Event headers table should be a typed object
Currently the event (and lesser extent run) header table that still originates from the Virtex TOS ascii data days is kept as a Table[string, string] after parsing & until writing to the H5 file in raw_data_manipulation.
This is both error prone (in the sense of typos etc.) and very inefficient, as the majority of fields (but not all, e.g. "DateTime") are actually integers.
In addition for other data sources, e.g. Timepix3, data doesn't even arrive in string format. So we have an especially unnecessary back and forth conversions to string land.
Instead we should:
- either define a typed object
EventHeader - or have a table of something like
Table[string, EventHeaderField]
with theoretical implementation ideas like:
type
EventHeader =
dateTime: DateTime
timestamp: int
case timepix: TimepixVersion # or TOS version field?
of Timepix1:
useHvFadc: bool
...
or alternatively:
type
EventHeaderFieldKind = enum
ekString, ekBool, ekFloat, ekDateTime
EventHeaderField = object
case kind: EventHeaderFieldKind
of ekString: s: string
of ekBool: b: bool
...
etc.
I'd do it now, but it touches too many procedures etc. to quickly make the change.
This would also allow us to get rid of fully optional fields like useHvFadc in detectors / data sources for which it makes no sense etc.
The first solution has the advantage of being fully typed, while the second still allows for trivial extensions (i.e. adding a new scintillator field etc.).

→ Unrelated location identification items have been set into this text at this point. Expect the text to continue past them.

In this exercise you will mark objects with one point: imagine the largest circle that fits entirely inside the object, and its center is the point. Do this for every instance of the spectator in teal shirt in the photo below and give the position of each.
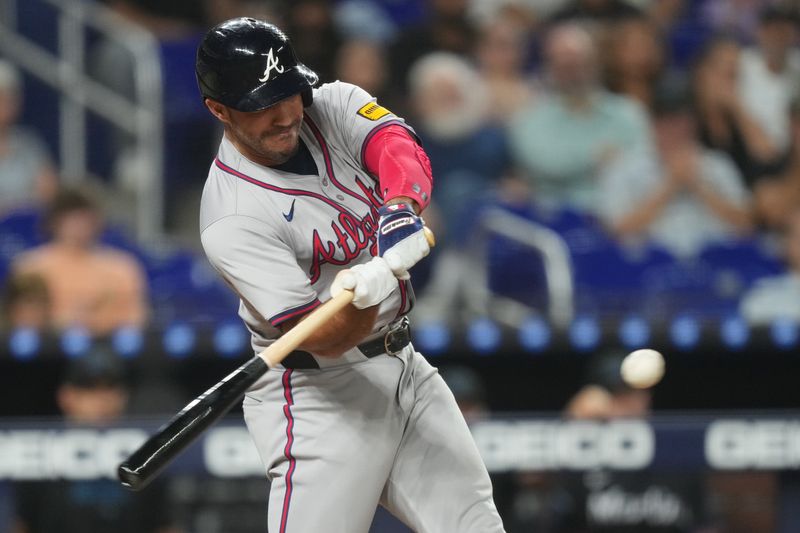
(564, 139)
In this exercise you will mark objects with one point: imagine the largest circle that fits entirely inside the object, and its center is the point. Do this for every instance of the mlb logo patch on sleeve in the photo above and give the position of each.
(373, 111)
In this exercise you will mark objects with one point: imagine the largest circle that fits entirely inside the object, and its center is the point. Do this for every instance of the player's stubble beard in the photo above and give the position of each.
(266, 148)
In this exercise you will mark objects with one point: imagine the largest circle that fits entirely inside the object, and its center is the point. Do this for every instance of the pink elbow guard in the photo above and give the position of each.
(402, 166)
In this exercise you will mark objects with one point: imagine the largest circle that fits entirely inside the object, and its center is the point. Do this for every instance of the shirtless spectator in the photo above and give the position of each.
(90, 285)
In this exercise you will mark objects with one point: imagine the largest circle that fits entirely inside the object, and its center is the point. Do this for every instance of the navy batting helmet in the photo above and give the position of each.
(248, 64)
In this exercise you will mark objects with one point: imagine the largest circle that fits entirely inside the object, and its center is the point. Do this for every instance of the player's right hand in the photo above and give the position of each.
(401, 238)
(371, 282)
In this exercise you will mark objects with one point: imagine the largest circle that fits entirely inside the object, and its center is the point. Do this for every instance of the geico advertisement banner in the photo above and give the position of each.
(42, 450)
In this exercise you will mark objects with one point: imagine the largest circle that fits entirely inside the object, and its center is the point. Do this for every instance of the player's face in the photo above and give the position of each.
(269, 136)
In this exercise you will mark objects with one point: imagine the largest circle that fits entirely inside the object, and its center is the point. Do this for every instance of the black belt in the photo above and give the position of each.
(391, 343)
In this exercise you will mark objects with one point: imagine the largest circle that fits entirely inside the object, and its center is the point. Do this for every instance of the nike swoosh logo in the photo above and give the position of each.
(290, 215)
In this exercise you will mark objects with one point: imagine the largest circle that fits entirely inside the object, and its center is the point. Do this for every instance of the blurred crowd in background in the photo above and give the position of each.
(657, 140)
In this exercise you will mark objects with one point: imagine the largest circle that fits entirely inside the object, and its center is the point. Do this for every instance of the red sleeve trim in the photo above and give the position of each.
(402, 166)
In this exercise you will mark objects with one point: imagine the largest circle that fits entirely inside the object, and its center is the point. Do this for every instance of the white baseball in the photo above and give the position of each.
(643, 368)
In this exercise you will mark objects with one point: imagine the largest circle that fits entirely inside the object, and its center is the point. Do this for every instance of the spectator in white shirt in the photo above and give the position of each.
(769, 76)
(682, 196)
(778, 297)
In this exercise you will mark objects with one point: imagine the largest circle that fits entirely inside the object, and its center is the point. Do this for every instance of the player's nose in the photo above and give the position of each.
(287, 112)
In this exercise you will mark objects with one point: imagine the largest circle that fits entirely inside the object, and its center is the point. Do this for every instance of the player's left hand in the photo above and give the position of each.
(401, 238)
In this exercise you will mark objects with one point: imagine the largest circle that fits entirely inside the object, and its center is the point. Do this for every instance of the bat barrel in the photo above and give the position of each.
(172, 438)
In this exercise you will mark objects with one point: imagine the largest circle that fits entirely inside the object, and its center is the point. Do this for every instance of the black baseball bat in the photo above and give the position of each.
(177, 434)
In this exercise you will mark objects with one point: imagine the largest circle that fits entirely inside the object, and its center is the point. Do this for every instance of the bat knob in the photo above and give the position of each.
(130, 478)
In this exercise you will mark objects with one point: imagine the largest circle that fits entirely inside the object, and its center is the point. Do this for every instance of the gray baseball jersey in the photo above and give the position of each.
(338, 440)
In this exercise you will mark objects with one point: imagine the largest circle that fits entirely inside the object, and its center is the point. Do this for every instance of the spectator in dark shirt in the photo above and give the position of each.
(597, 10)
(724, 122)
(446, 29)
(93, 393)
(634, 60)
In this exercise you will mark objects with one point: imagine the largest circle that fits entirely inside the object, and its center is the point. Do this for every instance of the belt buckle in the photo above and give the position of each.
(387, 338)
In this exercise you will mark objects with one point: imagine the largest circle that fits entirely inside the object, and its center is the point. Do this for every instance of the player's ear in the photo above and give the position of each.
(218, 110)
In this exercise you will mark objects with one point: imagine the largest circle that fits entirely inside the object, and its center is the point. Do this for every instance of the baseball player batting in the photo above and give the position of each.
(315, 191)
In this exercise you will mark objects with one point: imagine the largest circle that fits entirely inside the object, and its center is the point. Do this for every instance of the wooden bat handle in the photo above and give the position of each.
(286, 343)
(289, 341)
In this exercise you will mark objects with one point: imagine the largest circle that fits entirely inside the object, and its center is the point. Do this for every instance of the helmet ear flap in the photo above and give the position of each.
(308, 97)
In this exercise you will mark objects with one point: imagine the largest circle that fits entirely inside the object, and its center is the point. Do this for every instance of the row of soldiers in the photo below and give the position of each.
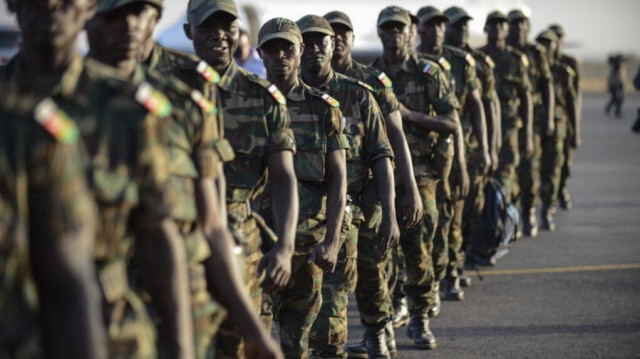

The good thing about the second one is that at that point the code simplifies significantly as we have all type information ready in the table. So we don't have to hardcode the fields that are e.g. int or string anymore and can just check the kind of the field and generate a correct resulting H5Dataset based on that. Maybe that's the best of both worlds.
In addition the timestamp information for Timepix3 data is of course much more precise than up to a single second resolution. Therefore in the current implementation we even throw away that precision for Tpx3. With a variant object in theory we could even have different timestamp types for Timepix1 and Timepix3 (but personally I'd probably just switch over from int to float for all of them.